#4
Ja mam mieszane odczucia jeśli chodzi o sprawy reprywatyzacyjne - zwłaszcza po hockach klockach z majątkiem kościelnym.
Jakkolwiek by to okrutnie nie zabrzmiało to, że możemy się rowerami ścigać po lasach jest jednym z efektów rabunku, dokonanego na ziemiaństwie przez komunistów. Co jakiś czas pojawiają się próby albo zintensyfikowania akcji reprywatyzacyjnej, albo zmiany prawa leśnego. Oba te procesy wcześniej czy później muszą skończyć się czymś normalnym na Zachodzie, a jeszcze (Bogu dzięki) niespotykanym w Polsce – czyli kilometrami siatki wokół leśnych latyfundiów. I penalizacją zbierania grzybów.
Mam nadzieję, że tak się nie stanie, bo oprócz kultu indywidualnej własności jest jeszcze coś, co się nazywa dobro wspólne.
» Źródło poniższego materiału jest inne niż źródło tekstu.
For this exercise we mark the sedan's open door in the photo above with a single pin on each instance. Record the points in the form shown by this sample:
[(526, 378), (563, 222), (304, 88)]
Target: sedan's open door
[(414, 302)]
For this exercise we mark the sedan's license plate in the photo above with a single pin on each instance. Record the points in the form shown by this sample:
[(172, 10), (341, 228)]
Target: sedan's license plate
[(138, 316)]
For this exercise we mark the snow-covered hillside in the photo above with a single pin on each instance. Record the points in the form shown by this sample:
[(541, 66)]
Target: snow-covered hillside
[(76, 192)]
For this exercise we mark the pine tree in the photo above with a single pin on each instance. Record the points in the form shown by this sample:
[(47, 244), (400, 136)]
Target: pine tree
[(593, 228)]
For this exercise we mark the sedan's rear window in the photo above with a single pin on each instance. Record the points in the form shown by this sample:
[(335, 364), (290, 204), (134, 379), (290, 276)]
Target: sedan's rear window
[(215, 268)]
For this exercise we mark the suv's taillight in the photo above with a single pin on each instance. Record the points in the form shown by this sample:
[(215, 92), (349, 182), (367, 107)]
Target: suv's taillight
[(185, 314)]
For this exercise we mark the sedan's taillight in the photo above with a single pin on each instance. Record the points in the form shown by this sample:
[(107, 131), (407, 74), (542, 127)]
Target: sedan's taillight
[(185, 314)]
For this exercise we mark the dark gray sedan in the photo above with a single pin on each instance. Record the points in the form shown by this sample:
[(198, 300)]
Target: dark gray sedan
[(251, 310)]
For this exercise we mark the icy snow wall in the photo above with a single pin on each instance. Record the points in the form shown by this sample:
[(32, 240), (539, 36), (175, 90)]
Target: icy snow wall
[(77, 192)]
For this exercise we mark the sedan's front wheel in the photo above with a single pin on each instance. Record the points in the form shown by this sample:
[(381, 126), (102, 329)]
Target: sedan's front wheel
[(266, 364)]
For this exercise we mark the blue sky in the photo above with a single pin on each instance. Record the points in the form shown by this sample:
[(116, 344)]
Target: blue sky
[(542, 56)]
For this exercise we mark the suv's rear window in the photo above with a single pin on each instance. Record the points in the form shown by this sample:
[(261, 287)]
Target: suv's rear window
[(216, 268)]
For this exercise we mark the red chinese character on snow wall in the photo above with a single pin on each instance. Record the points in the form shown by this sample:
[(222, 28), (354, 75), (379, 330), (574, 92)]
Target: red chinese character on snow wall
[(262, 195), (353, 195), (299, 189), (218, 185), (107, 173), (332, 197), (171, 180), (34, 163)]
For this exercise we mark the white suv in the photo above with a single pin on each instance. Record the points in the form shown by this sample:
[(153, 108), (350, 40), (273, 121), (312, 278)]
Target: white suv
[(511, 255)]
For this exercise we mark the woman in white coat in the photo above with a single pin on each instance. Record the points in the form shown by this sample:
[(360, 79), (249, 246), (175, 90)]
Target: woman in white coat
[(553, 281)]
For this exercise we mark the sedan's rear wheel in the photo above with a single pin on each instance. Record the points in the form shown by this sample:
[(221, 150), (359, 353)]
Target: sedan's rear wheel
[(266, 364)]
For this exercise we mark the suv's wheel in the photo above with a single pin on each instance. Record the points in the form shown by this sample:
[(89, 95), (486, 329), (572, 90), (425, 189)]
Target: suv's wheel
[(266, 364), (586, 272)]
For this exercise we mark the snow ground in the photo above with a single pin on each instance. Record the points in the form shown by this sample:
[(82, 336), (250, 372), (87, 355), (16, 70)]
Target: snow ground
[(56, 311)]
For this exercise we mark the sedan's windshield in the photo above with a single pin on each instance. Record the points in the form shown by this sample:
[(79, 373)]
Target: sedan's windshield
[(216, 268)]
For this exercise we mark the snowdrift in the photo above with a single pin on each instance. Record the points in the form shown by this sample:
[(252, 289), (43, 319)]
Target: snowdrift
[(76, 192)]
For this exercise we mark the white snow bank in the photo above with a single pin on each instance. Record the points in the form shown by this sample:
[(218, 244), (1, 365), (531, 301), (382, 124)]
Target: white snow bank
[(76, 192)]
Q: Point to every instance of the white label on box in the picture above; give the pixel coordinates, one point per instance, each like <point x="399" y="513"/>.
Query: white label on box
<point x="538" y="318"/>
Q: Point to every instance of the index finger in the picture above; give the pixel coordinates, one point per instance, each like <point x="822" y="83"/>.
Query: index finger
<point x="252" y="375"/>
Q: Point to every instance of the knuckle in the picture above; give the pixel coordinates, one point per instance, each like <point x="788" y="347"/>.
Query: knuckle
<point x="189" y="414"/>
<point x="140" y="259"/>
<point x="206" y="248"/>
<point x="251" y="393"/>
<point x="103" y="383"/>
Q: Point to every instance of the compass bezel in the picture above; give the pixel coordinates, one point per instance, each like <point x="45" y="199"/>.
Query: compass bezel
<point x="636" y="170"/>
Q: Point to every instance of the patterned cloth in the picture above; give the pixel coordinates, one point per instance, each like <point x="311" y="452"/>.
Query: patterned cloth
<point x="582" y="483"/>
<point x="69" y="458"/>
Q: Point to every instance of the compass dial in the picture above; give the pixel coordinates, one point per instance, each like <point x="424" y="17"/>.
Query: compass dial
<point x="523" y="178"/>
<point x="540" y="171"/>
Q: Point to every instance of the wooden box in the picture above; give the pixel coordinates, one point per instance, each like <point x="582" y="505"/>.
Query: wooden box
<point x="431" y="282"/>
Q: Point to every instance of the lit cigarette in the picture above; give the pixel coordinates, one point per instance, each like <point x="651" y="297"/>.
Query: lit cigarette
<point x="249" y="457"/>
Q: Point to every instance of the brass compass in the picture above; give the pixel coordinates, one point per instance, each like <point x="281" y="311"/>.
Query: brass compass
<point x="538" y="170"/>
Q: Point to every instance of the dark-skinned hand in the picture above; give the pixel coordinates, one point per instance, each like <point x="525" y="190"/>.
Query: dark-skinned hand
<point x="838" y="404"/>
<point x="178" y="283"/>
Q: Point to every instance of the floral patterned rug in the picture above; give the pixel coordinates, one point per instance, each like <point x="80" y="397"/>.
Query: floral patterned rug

Tak więc dla mnie sprawa jest prosta – jeśli coś włączono do Parku, to wszelkie roszczenia reprywatyzacyjne uznajemy za niebyłe. OPN jest dobrem wspólnym.
Przy okazji, by nie doprowadzać do nadużyć, zabroniłbym rozszerzać Parki Narodowe o tereny, co do których są roszczenia. Ale to chyba oczywiste.
Moje skromne dzieła: -> http://rpk.ehost.pl/wp/kategorie/rowery/

#8
A co to zmienia. Przecież oni papugi wynajęli, i jak znam życie, to są to papugi w Polsce obrotne, i ziarno wydziobać umiejące. Podzielę się z Tobą mym przypuszczeniem innym – oto że te papugi same hrabiczów w Ascott albo w Biarritz znalazły, i o dawno zabyłych majątkach im przypomniały.

W tej sprawie bulwersuje mnie to, że OPN stał się stroną. Co to do cholery jest?
OPN tym hrabiczom te majątki zabierał, czy co?
Tak niska kwota wyceny śmierdzi mi zresztą jakimś zawartym wcześniej dilem.
Moje skromne dzieła: -> http://rpk.ehost.pl/wp/kategorie/rowery/

#10
aldek pisze: Podzielę się z Tobą mym przypuszczeniem innym – oto że te papugi same hrabiczów w Ascott albo w Biarritz znalazły, i o dawno zabyłych majątkach im przypomniały.
Proceder w PL ostatnio popularny - łącznie ze skupowaniem praw do spadków, o których ów spadkobierca nie ma pojęcia, i o których dana kancelaria papuzia nie chce pisnąć ani słowa tylko kesz proponuje za podpisanie papiera w ciemno... ot ciekawostka.